8. Sentral Telepon Belanda
Ini yakni sisa peninggalan sejarah pada masa penjajahan Belanda yang lain di Aceh. Pada tahun 1903 ini yakni satu – satunya layanan komunikasi yg dimiliki oleh Belanda tatkala menjajah Aceh. Seiring waktu, pada tahun 1931 sentral telepon mulai bertambah fungsinya sebagai kantor pelayanan telepon untuk umum. Sewaktu penjajahan diambil alih Jepang, fungsi sentral telepon untuk kebutuhan militer dikembalikan. Sentral Telepon menjadi milik Indonesia sepenuhnya sampai menjelang tahun 1960 berganti fungsi kembali menjadi maskar komunikasi militer Kodam I/Iskandar Muda. Setelah itu bangunan bersejarah di Aceh ini berganti fungsi kembali mirip kantor KONI. Media Aceh Post
9. Mercusuar Willems Toren
Menara setinggi 85 meter di desa Meulingge, Kecamatan Pulo Aceh, Kab. Aceh Besar ini dibangun untuk dijadikan hadiah bagi Raja Willem III dr Belanda pada tahun 1875. Pemberian nama Willems Toren untuk menghormati sang raja karena dianggap berjasa besar dlm membentuk kolonialisme Belanda di Asia. Pada mulanya bangunan ini hanya akan digunakan sebagai lampu suar selaku belahan dr pembangunan Pelabuhan Sabang yg menjadi lintasan selat Malaka & Samudera Hindia, pula membantu arah kapal – kapal aneh yg mampir ke Pulau Weh, Sabang. Menara ini masih dipakai hingga kini.

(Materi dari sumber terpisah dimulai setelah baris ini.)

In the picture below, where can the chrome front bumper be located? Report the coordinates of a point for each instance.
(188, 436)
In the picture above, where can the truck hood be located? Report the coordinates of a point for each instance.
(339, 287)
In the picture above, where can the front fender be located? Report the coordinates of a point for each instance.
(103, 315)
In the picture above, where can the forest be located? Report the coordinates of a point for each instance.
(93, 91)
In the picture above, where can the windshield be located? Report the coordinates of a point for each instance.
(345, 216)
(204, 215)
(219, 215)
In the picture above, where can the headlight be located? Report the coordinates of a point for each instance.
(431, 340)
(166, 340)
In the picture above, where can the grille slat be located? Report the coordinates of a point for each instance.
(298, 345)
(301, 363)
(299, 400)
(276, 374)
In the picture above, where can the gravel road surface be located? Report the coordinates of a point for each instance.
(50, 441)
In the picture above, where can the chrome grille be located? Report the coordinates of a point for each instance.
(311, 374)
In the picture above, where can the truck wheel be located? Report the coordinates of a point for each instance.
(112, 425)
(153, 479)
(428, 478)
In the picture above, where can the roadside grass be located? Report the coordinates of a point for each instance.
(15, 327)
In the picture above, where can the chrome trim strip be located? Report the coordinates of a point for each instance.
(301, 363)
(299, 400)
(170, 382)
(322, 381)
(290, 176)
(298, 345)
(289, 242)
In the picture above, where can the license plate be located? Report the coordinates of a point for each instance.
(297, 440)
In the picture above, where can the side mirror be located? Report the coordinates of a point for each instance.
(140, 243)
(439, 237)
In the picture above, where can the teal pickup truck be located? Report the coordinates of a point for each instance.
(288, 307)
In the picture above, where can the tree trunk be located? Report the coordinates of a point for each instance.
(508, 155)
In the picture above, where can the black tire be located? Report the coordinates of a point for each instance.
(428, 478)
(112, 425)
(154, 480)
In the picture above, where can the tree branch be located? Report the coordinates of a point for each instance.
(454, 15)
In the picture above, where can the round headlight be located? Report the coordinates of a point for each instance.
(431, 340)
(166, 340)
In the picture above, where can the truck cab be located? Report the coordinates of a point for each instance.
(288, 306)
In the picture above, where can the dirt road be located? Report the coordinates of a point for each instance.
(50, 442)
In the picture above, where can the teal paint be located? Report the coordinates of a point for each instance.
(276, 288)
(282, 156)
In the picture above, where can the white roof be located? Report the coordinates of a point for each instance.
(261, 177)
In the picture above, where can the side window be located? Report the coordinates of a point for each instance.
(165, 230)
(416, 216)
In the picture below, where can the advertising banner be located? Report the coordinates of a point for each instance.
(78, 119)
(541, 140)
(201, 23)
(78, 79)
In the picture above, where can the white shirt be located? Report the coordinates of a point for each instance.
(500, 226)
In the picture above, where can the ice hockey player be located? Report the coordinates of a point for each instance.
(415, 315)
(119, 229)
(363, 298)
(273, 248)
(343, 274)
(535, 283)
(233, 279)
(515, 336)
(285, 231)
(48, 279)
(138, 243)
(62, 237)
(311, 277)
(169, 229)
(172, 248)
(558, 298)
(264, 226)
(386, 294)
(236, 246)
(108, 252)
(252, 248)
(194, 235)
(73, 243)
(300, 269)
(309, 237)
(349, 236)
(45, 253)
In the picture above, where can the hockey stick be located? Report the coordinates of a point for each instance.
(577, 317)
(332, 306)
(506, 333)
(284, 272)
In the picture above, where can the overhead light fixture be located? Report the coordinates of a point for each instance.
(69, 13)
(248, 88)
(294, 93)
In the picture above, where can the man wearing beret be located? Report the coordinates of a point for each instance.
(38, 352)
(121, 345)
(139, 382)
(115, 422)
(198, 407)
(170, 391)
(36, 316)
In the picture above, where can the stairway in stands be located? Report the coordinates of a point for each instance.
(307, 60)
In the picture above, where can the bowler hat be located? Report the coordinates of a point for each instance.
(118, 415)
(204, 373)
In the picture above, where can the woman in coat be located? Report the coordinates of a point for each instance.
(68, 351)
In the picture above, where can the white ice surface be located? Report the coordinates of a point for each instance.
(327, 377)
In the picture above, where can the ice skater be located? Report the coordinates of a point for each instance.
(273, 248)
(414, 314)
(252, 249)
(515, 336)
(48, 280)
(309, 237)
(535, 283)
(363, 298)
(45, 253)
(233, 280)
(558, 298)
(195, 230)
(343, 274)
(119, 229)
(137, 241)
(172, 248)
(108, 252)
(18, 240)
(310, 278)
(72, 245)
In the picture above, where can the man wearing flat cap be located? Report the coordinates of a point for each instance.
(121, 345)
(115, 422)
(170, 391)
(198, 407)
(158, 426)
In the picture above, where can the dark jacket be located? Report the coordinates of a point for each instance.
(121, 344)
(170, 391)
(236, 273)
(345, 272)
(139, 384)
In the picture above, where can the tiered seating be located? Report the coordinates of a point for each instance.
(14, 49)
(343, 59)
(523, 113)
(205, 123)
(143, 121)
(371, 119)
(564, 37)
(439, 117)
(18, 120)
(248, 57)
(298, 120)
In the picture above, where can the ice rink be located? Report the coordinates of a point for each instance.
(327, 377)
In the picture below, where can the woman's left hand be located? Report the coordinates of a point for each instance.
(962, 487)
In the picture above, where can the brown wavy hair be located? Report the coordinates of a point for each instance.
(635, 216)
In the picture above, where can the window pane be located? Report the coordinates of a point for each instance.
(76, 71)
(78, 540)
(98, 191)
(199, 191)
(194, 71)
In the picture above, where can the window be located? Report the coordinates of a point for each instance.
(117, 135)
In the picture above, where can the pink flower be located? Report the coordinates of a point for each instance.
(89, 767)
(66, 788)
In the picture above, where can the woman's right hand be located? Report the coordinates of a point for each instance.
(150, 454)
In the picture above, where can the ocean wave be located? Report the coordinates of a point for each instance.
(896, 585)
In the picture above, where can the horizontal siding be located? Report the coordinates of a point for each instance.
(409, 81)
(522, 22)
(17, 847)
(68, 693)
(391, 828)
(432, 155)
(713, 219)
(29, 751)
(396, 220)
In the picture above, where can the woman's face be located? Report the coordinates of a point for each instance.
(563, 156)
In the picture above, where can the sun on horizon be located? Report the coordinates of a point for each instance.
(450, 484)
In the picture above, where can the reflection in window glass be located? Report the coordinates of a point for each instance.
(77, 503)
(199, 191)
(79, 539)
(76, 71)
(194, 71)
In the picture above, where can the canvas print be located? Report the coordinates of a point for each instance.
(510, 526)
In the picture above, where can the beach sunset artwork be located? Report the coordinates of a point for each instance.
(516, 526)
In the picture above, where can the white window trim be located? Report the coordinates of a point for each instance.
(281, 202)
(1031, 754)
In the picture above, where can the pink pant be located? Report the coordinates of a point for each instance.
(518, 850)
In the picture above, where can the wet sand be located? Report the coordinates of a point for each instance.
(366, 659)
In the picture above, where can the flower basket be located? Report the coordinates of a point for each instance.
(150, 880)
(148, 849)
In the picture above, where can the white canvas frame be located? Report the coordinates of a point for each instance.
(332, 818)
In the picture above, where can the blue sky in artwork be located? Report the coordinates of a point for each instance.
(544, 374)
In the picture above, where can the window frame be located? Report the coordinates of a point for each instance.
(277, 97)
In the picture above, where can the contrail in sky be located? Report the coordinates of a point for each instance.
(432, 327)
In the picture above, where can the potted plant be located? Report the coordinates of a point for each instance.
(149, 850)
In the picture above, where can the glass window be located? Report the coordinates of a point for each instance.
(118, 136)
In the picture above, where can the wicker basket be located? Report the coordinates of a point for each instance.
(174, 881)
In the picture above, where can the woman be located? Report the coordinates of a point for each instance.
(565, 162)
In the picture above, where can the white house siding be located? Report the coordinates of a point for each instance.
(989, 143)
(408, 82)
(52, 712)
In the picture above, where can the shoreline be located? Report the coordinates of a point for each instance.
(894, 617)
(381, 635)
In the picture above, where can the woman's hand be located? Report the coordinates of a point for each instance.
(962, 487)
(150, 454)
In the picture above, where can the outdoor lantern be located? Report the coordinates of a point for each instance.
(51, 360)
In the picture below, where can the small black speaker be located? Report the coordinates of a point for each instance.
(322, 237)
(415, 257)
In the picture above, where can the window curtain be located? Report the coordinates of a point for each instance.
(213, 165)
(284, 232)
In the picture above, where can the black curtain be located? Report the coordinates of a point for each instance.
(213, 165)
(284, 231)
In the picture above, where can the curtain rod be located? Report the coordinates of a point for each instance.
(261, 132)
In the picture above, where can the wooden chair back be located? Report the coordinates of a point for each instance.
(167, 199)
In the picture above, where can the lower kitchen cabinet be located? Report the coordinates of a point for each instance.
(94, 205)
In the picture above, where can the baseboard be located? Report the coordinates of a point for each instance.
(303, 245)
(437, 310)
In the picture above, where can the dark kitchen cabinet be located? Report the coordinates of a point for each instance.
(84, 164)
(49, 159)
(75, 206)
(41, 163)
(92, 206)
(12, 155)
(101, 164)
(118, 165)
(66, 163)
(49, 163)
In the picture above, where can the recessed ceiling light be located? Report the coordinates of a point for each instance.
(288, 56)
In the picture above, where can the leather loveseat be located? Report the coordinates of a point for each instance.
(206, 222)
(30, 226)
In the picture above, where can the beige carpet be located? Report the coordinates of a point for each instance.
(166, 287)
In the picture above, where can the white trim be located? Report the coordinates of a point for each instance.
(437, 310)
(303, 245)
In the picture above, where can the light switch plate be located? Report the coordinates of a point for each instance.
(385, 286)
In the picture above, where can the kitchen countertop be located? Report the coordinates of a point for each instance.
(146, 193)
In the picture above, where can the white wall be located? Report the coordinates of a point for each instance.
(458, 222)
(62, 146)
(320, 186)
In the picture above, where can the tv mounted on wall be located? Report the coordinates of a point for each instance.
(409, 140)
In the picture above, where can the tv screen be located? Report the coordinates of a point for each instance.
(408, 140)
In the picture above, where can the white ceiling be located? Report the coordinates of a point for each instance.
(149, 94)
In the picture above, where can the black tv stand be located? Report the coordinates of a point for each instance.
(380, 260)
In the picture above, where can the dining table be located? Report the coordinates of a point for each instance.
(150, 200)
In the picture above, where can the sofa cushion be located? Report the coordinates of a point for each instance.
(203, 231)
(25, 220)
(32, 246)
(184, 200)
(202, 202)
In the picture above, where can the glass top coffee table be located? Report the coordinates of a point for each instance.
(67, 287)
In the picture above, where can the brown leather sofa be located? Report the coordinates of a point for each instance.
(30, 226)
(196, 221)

10. Peninggalan Kerajaan Linge
Kerajaan ini diresmikan pada tahun 1025 M oleh Adi Genali, yg mempunyai empat orang anak berjulukan Empuberu, Sibayak Linge, Merah Johan & Merah Linge. Kerajaan ini terletak di Gayo, Aceh Tengah ialah penguasa dr wilayah di Aceh yg mempunyai kekuasaan paling luas di masanya. Linge menjadi salah satu Kerajaan Utama yg mendukung berdirinya Kerajaan Aceh Darussalam. Raja pertama Kerajaan Aceh Darussalam yaitu orang Gayo orisinil dikenal dgn gelar Sultan Ali Mughayatsyah, ia pula merupakan anak kandung Reje Linge. Konon dr sinilah permulaan mula silsilah kerajaan Aceh Darussalam & sejarah kesultanan Aceh Darussalam.
Keberadaan bangunan bersejarah di Aceh tak semuanya telah dikenali & sudah didata selaku bangunan yg perlu dilestarikan. Beberapa yg telah diketahui bahkan berada dlm keadaan yg tak lagi utuh alasannya adalah tergerus cuaca & zaman. Masih ada kemungkinan sangat besar bahwa di Aceh terdapat banyak peninggalan sejarah lain yg belum didapatkan, & mudah-mudahan suatu ketika bisa terungkap untuk memperkaya kisah sejarah bangsa khususnya untuk rakyat Aceh.